Seemingly tapping into his inspiration for Gentlemen Broncos, Sam Rockwell portrays Captain Klenzendorf - a former war veteran who lost an eye and is now forced to teach children how to be soldiers. He has this strange tension on the verge of romance thing going on with his right hand man Finkel (Alfie Allen) and has extravagant taste with intricate ideas for his new uniform. Rockwell and Allen are hilarious and outshine Rebel Wilson’s Fräulein Rahm who never seems to serve much purpose before or after her line about, “having 18 kids for Germany.”

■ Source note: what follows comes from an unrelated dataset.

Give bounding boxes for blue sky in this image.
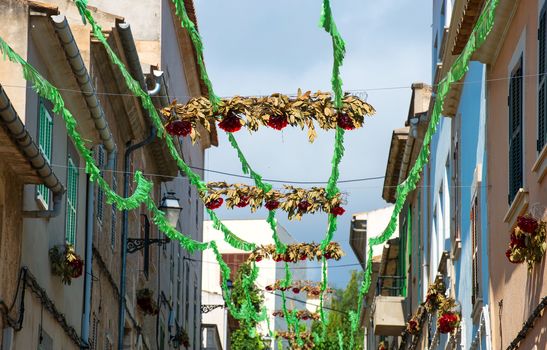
[194,0,431,287]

The sweet nature of Jojo Rabbit is expanded upon with the mother/son relationship between Rosie and Jojo. They have completely different viewpoints of a world on the verge of total annihilation where Jojo is slowly nudged into his mother’s mindset. It’s not so much a brainwashing as it is Jojo coming to terms with how he feels about people. Jojo Rabbit defines who we all are on the inside and simply explores the path anyone with an everyday beating heart (not rooted by a tiny mustache) would travel down over the course of their youth.

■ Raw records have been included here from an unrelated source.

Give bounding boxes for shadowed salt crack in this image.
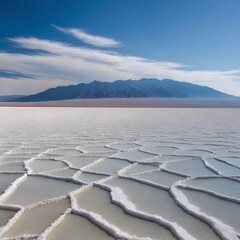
[0,139,240,240]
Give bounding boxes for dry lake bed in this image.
[0,107,240,240]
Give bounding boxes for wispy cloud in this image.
[52,24,121,47]
[0,38,240,96]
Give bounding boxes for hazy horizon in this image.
[0,0,240,96]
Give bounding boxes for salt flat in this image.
[0,107,240,240]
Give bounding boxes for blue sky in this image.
[0,0,240,96]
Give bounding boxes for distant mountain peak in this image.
[14,78,233,102]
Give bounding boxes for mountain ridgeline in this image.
[14,79,233,102]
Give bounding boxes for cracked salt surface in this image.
[0,108,240,240]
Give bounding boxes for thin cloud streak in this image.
[0,38,240,96]
[52,24,121,47]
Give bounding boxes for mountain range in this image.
[12,78,234,102]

It’s kind of extraordinary that Jojo Rabbit has been released during a time when Fox Searchlight Pictures is owned by Walt Disney Studios Motion Pictures where a guy directing two of the biggest Thor movies did a side project where he plays Hitler and never had to attempt to keep that a secret. Waititi puts Jojo Betzler through the ringer by blowing him up repeatedly and throwing him down a flight of stairs all while being bullied and pushed around the entire time. But dammit if Jojo Rabbit isn’t one of the most heartfelt and imaginative fairy tales of the year.

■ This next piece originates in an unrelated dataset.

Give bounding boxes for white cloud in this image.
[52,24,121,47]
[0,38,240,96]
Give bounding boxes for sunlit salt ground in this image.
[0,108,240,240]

This is a film where storytelling, embellishing and elongating false reputations, and glorifying urban myths is the driving force of entertainment. Underneath its layers of SS uniforms, dangerous pistols, and knives you should never leave home without, Jojo Rabbit is a touching film about human compassion with an intimacy that is absolutely unparalleled. Categorized somewhere between Wes Anderson’s Moonrise Kingdom and an imaginative concept that is an obvious homage to Calvin and Hobbes, love feels like it’s the only thing spreading across the world more powerful than war and Jojo Rabbit is more than happy to hype you up and throw you in love’s way without remorse.